Before I added a wireless router (D-Link WBR-1310) to my network, my home LAN setup was configured as such:
(internet) <--> DSL modem <--> Ubuntu 6.04 webserver/gateway/router <--> LAN PCs
After the addition of the wireless router, I removed the Ubuntu server's routing capabilities, and added port-forwarding in the router to the webserver's IP address. The network is currently configured as such:
(internet) <--> DSL modem <--> wireless router ---> LAN PCs and Ubuntu 6.04 webserver
The problem that arose since this change, is that LAN PCs can no longer access the webserver by registered domain name or ISP-assigned IP address (220.127.116.11), only by the webserver's LAN IP address. I have multiple domains hosted off the webserver, and accessing any of them from a LAN PC results in a timeout error in the web client browser.

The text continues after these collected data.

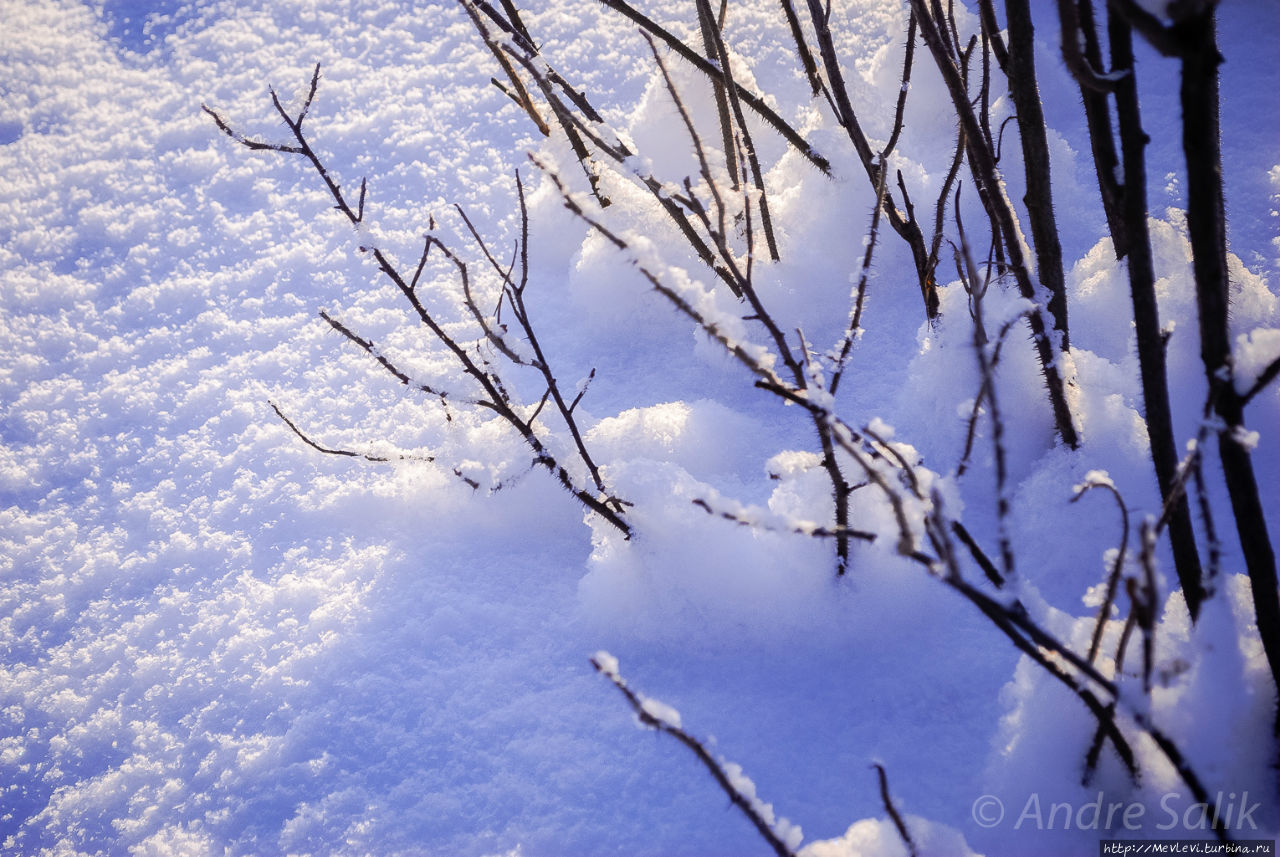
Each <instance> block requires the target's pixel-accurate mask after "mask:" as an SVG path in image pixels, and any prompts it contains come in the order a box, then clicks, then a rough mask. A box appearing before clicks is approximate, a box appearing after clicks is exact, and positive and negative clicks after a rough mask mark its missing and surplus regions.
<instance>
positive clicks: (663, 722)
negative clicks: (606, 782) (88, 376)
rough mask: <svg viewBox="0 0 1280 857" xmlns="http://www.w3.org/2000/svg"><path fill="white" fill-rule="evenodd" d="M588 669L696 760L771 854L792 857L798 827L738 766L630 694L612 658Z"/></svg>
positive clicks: (637, 698) (641, 718)
mask: <svg viewBox="0 0 1280 857" xmlns="http://www.w3.org/2000/svg"><path fill="white" fill-rule="evenodd" d="M591 666H594V668H595V670H596V672H598V673H600V674H602V675H604V677H605V678H607V679H609V680H611V682H613V687H616V688H618V692H621V693H622V696H623V697H625V698H626V701H627V705H630V706H631V710H632V711H634V712H635V715H636V718H637V719H639V720H640V723H641V724H644V725H645V727H649V728H650V729H657V730H658V732H662V733H666V734H668V735H671V737H672V738H675V739H676V741H678V742H680V743H682V744H684V746H685V747H687V748H689V751H690V752H692V753H694V756H696V757H698V761H700V762H701V764H703V766H704V767H707V770H708V771H709V773H710V775H712V778H713V779H714V780H716V784H717V785H719V787H721V789H722V790H723V792H724V794H726V796H728V799H730V802H731V803H732V805H733V806H736V807H737V808H739V810H740V811H741V812H742V815H745V816H746V819H748V821H750V822H751V826H754V828H755V830H756V833H759V834H760V838H762V839H764V840H765V842H767V843H768V844H769V847H771V848H772V849H773V853H776V854H778V857H795V854H796V849H797V848H799V847H800V842H801V833H800V828H797V826H795V825H792V824H791V822H790V821H787V820H786V819H782V817H776V816H774V812H773V807H772V806H771V805H768V803H765V802H764V801H762V799H760V798H758V797H756V796H755V784H754V783H753V782H751V780H750V779H748V776H746V775H745V774H742V769H741V767H739V766H737V765H735V764H732V762H727V761H724V760H722V759H716V757H714V756H712V753H710V751H708V750H707V746H705V744H703V742H700V741H699V739H698V738H694V737H692V735H691V734H689V733H687V732H685V729H684V727H682V725H681V723H680V712H677V711H676V710H675V709H672V707H671V706H669V705H664V704H662V702H659V701H657V700H652V698H648V697H645V696H643V695H640V693H637V692H635V691H632V689H631V688H630V687H628V686H627V683H626V680H625V679H623V678H622V675H621V674H620V673H618V660H617V659H616V657H613V656H612V655H609V654H608V652H604V651H600V652H596V654H595V656H594V657H591Z"/></svg>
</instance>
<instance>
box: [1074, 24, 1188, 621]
mask: <svg viewBox="0 0 1280 857" xmlns="http://www.w3.org/2000/svg"><path fill="white" fill-rule="evenodd" d="M1108 33H1110V41H1111V59H1112V68H1115V69H1116V70H1117V72H1120V74H1119V75H1117V79H1116V82H1115V100H1116V119H1117V125H1119V130H1120V151H1121V155H1123V157H1124V188H1123V192H1121V194H1120V201H1121V203H1123V205H1121V210H1120V223H1121V226H1123V232H1121V235H1123V240H1121V242H1117V243H1123V244H1124V246H1125V248H1126V249H1128V253H1129V265H1128V269H1129V297H1130V301H1132V303H1133V320H1134V334H1135V336H1137V343H1138V373H1139V380H1140V382H1142V400H1143V414H1144V416H1146V420H1147V437H1148V439H1149V441H1151V460H1152V464H1153V466H1155V471H1156V482H1157V484H1158V486H1160V496H1161V499H1162V500H1165V501H1169V499H1170V496H1171V495H1172V490H1174V480H1175V478H1176V473H1178V445H1176V441H1175V439H1174V416H1172V407H1171V404H1170V402H1169V372H1167V366H1166V361H1165V343H1164V336H1162V335H1161V327H1160V307H1158V303H1157V301H1156V271H1155V263H1153V261H1152V251H1151V230H1149V228H1148V225H1147V162H1146V147H1147V139H1148V137H1147V134H1146V132H1144V130H1143V128H1142V115H1140V110H1139V106H1138V82H1137V78H1135V77H1134V73H1133V72H1134V56H1133V35H1132V31H1130V28H1129V24H1128V23H1126V22H1125V20H1124V19H1123V18H1121V17H1120V15H1116V14H1112V15H1110V24H1108ZM1107 137H1108V138H1110V128H1108V129H1107ZM1098 169H1100V170H1101V169H1102V168H1101V165H1100V168H1098ZM1103 198H1106V193H1103ZM1169 539H1170V544H1171V545H1172V549H1174V568H1175V570H1176V573H1178V581H1179V583H1180V585H1181V587H1183V596H1184V599H1185V600H1187V609H1188V610H1189V611H1190V615H1192V620H1194V619H1196V618H1197V617H1198V615H1199V605H1201V601H1202V600H1203V596H1204V588H1203V581H1202V579H1201V578H1202V572H1201V562H1199V551H1198V550H1197V546H1196V531H1194V528H1193V524H1192V515H1190V509H1189V507H1188V503H1187V496H1185V494H1183V495H1181V496H1179V498H1178V499H1176V501H1175V503H1174V505H1172V514H1171V517H1170V521H1169Z"/></svg>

After some digging around, I installed WireShark on the webserver, and captured packet data coming from a LAN PC. The first image below is a 'success' hit on the webserver's IP address. The second image is a 'failure' timeout on one of the registered domain names/ISP-assigned IP address.
My iptables ruleset isn't actively blocking syn/ack/rst flags in packets, so I am unsure what I can do to resolve this problem. I guess I should note too that if I accept all incoming traffic in iptables, the problems listed above are not resolved.